Videospiele erzählen häufig auch komplexe Geschichten über Moral. Würde sich diese nicht auch als Unterrichtsgegenstand anbieten – auch in Corona-Zeiten?

Dejan: Natürlich gibt es auch Spiele, die komplexe Inhalte einbringen. In manchen Spielen müssen wir ja auch moralisch schwer verdauliche Entscheidungen treffen. Bei "This War of Mine" steht etwa das Überleben im Krieg im Vordergrund, wo es nicht um die Soldaten, sondern um Zivilisten geht. Entscheidungen können Leben retten, aber auch beenden. Alles hat seine Konsequenzen. Bei "Life is Strange" geht es etwa um einen Teenager und die Probleme, die er im Alltag hat. Da sind wir auch dran, etwas auszuarbeiten, womit Schulen arbeiten können.

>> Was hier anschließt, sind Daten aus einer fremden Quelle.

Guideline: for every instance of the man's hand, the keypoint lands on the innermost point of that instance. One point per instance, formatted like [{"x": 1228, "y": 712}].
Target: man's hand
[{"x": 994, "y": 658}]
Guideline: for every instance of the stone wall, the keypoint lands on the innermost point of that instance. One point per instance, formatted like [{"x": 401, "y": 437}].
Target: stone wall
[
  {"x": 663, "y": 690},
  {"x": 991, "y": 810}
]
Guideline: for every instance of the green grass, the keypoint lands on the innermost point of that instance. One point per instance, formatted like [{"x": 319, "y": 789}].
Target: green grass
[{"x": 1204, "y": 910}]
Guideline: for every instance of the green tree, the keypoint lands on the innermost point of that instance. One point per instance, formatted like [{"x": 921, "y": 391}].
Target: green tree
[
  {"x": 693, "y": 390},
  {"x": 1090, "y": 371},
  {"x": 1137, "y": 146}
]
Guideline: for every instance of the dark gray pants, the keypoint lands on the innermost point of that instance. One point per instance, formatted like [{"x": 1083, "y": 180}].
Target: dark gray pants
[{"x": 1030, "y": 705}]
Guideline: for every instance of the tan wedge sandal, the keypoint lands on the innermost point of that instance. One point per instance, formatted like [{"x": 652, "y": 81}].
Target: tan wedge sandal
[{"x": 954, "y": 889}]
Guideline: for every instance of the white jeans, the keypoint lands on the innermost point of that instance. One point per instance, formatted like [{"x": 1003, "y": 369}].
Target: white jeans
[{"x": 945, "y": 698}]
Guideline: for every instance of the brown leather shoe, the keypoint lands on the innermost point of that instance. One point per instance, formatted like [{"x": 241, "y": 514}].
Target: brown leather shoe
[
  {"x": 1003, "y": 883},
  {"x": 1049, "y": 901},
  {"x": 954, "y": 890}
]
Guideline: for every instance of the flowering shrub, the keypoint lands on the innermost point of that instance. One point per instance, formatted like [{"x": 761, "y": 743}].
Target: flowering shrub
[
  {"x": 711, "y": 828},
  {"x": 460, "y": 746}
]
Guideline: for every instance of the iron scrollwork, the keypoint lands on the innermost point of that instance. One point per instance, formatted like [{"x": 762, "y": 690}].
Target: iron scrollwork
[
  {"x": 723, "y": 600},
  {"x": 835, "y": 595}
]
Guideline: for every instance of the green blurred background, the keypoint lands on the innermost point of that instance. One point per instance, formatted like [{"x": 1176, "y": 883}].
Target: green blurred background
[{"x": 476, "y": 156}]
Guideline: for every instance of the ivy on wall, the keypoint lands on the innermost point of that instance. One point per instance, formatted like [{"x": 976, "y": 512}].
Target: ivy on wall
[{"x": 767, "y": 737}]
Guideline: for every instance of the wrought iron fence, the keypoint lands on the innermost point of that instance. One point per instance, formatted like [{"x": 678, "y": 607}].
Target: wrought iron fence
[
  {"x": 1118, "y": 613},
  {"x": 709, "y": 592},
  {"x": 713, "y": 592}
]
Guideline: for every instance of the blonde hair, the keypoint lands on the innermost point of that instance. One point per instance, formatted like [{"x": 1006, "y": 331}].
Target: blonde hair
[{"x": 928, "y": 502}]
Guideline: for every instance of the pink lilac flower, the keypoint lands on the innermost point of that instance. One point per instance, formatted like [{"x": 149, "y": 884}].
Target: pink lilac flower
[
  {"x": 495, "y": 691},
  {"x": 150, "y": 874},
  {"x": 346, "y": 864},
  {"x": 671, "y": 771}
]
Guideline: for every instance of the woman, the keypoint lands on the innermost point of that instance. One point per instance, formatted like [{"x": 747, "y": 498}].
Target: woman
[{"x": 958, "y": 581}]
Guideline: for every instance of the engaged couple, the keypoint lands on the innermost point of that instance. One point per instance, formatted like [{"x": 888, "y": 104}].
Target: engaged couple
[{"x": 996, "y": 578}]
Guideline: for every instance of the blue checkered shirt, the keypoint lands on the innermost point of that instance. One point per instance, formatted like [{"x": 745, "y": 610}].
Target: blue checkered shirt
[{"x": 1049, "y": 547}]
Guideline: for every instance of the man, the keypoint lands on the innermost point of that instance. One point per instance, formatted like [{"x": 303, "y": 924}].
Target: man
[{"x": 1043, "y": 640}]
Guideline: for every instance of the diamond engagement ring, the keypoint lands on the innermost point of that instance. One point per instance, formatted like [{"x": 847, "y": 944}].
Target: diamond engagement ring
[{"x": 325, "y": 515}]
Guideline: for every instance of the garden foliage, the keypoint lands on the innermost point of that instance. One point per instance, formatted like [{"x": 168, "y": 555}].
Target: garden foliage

Wobei in "Life is Strange" auch Depressionen und Suizid behandelt werden. Besteht da nicht die Gefahr für einen Werther-Effekt? Was kann man tun, um das zu vermeiden?

Dejan: Entsprechend stark müssen wir uns mit der Tiefe und Wirkung auseinandersetzen. Man muss sensibel sein, vor allem wenn jemand in einer Klasse von einem vergleichbaren Schicksal betroffen ist. Das gilt für andere Medien genauso. Nachdem die Serie "13 Reasons why" auf Netflix erschienen ist, hat eine Studie gezeigt, dass die Suizidrate unter Jugendlichen in den USA nachweislich gestiegen ist. Es ist ein sehr heikles Thema, bei dem man aufpassen muss.

Es kommt eben stark auf die Umsetzung an.

Dejan: Wir wollen nicht nur einzelne Spiele behandeln, sondern auch den medienpädagogischen Hintergrund aufzeigen. Es gibt immer Themen, die aufkommen – etwa Gewalt und Videospiele. Da gibt es viele Vorurteile, aber auch Studien, die das Ganze differenzierter behandeln. Doch auch das Thema Gender und Videospiele ist für Schüler und Schülerinnen interessant. So gibt es im Bereich Gaming noch immer ein großes Problem mit Sexismus, nicht nur unter Spielern, auch in der Branche. Wir beleuchten aber auch das Thema Computerspielsucht. Klar, wir sind keine Suchtberatungsstelle, aber da es dazu einen großen Gesprächsbedarf gibt, versuchen wir da zu helfen und Betroffene an die richtigen Adressen weiterzuleiten. Auch da bietet sich an, Videospiele und Schulen in Einklang zu bringen.